What is Adoption? The Westminster Shorter Catechism provides the answer, “Adoption is an act of God’s free grace, whereby we are received into the number, and have a right to all the privileges of the sons of God” (WSCQ. 34).
In justification, our legal status before God’s court of justice has been stamped “not guilty”. In adoption, we have been, by grace, received legally into the family of God. Adoption grants the believer the blessed status of sonship. This privileged status, however, comes at a high price – the precious blood of our Saviour. Not only did He pay the penalty of our sin with His life blood, He also perfectly obeyed the law of God, on our behalf, to gain for us the access to all of the promised heavenly privileges – “an inheritance incorruptible, and undefiled, and that fadeth not away, reserved in heaven” (I Pet 1: 4).
The practice of adoption in ancient Rome was performed by the upper classes to ensure their inheritance was legally passed down. Hence, adoption guarantees succession of a family legacy. Though this may be reasonable to the people of the world, this can never apply to an infinitely just and loving God. He did not choose to adopt children because He saw any good in them, but purely “according to the good pleasure of his will” (Eph 1: 5).
Under ancient Roman law, a slave did not qualify for adoption into his master’s family. He was regarded as a property to be bought and sold at will. However, it was a common practice for Roman owners to free their slaves to become Roman citizens – some outrightly while others were allowed to buy their own freedom. With this new-found freedom, a slave could qualify for Roman citizenship which in turn allowed them to be adopted.
Like these slaves in their captivity, we were living in bondage to sin and heading towards a lost eternity in the Lake of Fire. We “were without Christ, being aliens from the commonwealth of Israel, and strangers from the covenants of promise, having no hope, and without God in the world” (Eph 2: 12). But by God’s grace, we have been delivered from sin’s bondage by the blood of Christ: “But now in Christ Jesus ye who sometimes were far off are made nigh by the blood of Christ” (v 13). In a similar way, we have now been adopted as heirs of God: “Wherefore thou art no more a servant, but a son; and if a son, then an heir of God through Christ” (Gal 4: 7).
What are some marks that identify us as God’s children?

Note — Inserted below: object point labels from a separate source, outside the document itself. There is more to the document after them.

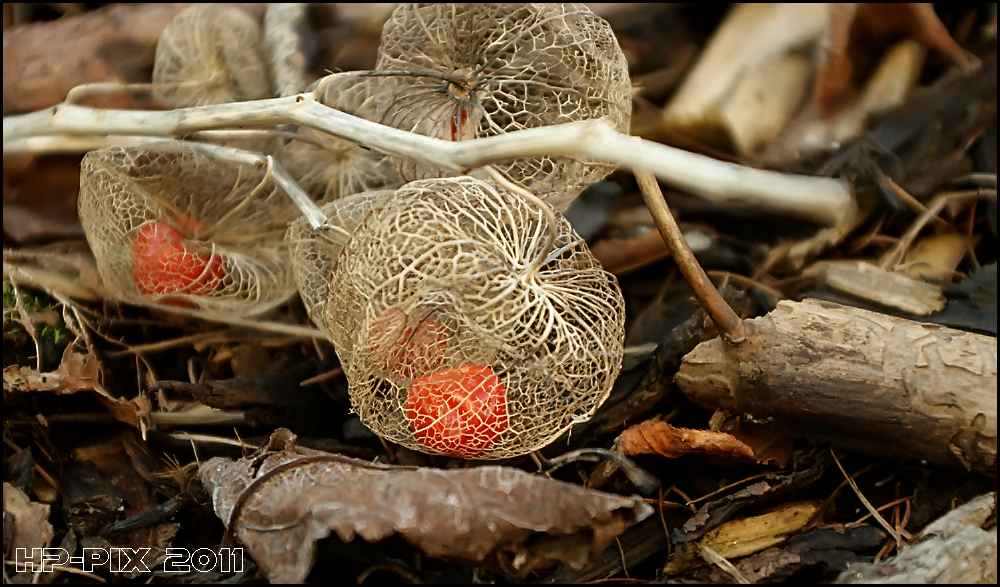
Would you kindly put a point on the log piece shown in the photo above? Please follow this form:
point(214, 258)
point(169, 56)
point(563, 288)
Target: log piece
point(858, 380)
point(960, 547)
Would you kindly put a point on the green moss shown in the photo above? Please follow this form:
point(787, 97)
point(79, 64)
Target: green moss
point(18, 346)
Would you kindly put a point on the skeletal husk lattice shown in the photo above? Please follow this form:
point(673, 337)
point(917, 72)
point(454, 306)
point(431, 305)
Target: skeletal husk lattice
point(462, 71)
point(314, 251)
point(327, 167)
point(210, 54)
point(441, 290)
point(170, 224)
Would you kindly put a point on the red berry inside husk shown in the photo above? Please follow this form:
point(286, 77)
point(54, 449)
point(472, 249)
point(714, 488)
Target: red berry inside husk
point(459, 412)
point(405, 346)
point(165, 263)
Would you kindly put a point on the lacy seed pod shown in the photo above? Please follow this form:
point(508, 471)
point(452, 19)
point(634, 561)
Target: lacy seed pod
point(210, 54)
point(461, 71)
point(471, 325)
point(169, 224)
point(327, 167)
point(314, 251)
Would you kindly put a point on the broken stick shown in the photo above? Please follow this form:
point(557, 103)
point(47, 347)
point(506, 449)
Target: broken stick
point(859, 380)
point(842, 376)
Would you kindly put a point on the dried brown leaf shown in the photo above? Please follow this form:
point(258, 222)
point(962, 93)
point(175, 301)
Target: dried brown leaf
point(856, 28)
point(748, 535)
point(669, 441)
point(936, 256)
point(770, 444)
point(278, 503)
point(77, 372)
point(43, 61)
point(31, 520)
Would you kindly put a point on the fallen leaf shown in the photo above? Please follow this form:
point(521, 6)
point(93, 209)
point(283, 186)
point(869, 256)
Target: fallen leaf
point(77, 372)
point(43, 61)
point(281, 501)
point(972, 303)
point(855, 30)
point(936, 256)
point(770, 444)
point(31, 520)
point(669, 441)
point(747, 536)
point(820, 550)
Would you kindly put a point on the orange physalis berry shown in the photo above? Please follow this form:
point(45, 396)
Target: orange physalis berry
point(459, 412)
point(407, 346)
point(164, 263)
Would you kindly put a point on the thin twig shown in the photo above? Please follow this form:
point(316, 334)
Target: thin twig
point(728, 323)
point(874, 512)
point(893, 257)
point(717, 559)
point(828, 201)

1. Submission to our Father’s bidding
As an adopted son, the Christian can address God as “Abba, Father” – an intimate term like “Papa”. The apostle Paul highlighted this blessed privilege in Romans 8: 15: “For ye have not received the spirit of bondage again to fear; but ye have received the Spirit of adoption, whereby we cry, Abba, Father.” A true child of God will gladly submit to his Father’s bidding, not because he is afraid to incur the wrath of God, but because he desires to honour and please Him.
2. Willingness to suffer for Christ
As “joint-heirs with Christ”, we must be prepared to suffer with and for Him. “And if children, then heirs; heirs of God, and joint-heirs with Christ; if so be that we suffer with him, that we may be also glorified together” (Rom 8: 17). When we live faithfully for the Lord, we can expect that Satan will be ever ready to hurl his fiery darts at us. Though we may be beaten down at times, we must never give up the good fight of faith, knowing that God has chosen us to be overcomers in Christ: “For whatsoever is born of God overcometh the world: and this is the victory that overcometh the world, even our faith” (1 Jn 5: 4).
3. Patience under discipline
A true child of God will not despise the chastening of the Lord, or live in sin without being disciplined by Him: “For whom the Lord loveth he chasteneth, and scourgeth every son whom he receiveth. If ye endure chastening, God dealeth with you as with sons; for what son is he whom the father chasteneth not? But if ye be without chastisement, whereof all are partakers, then are ye bastards, and not sons” (Heb 12: 6-8). Instead, we will bear His discipline patiently that the Lord might do His work of grace upon our lives: “My son, despise not thou the chastening of the Lord, nor faint when thou art rebuked of him” (Heb 12: 5b).
Beloved brethren, do we bear the marks of a child of God and appreciate the blessed inheritance that Christ has bought for us? Are we willing to suffer with and for Jesus our Saviour and our Brother? God’s gracious act in adopting us and obtaining for us an inheritance comes at the heavy expense of the death of His Son. If we reject these privileges, we are likewise rejecting the One who has bought them for us. Let us not be like Esau, “who for one morsel of meat sold his birthright. For ye know how that afterward, when he would have inherited the blessing, he was rejected: for he found no place of repentance, though he sought it carefully with tears” (Heb 12: 16-17). May we appreciate the blessed inheritance that Christ has purchased for us, and take heed, lest we be found wanting. Amen.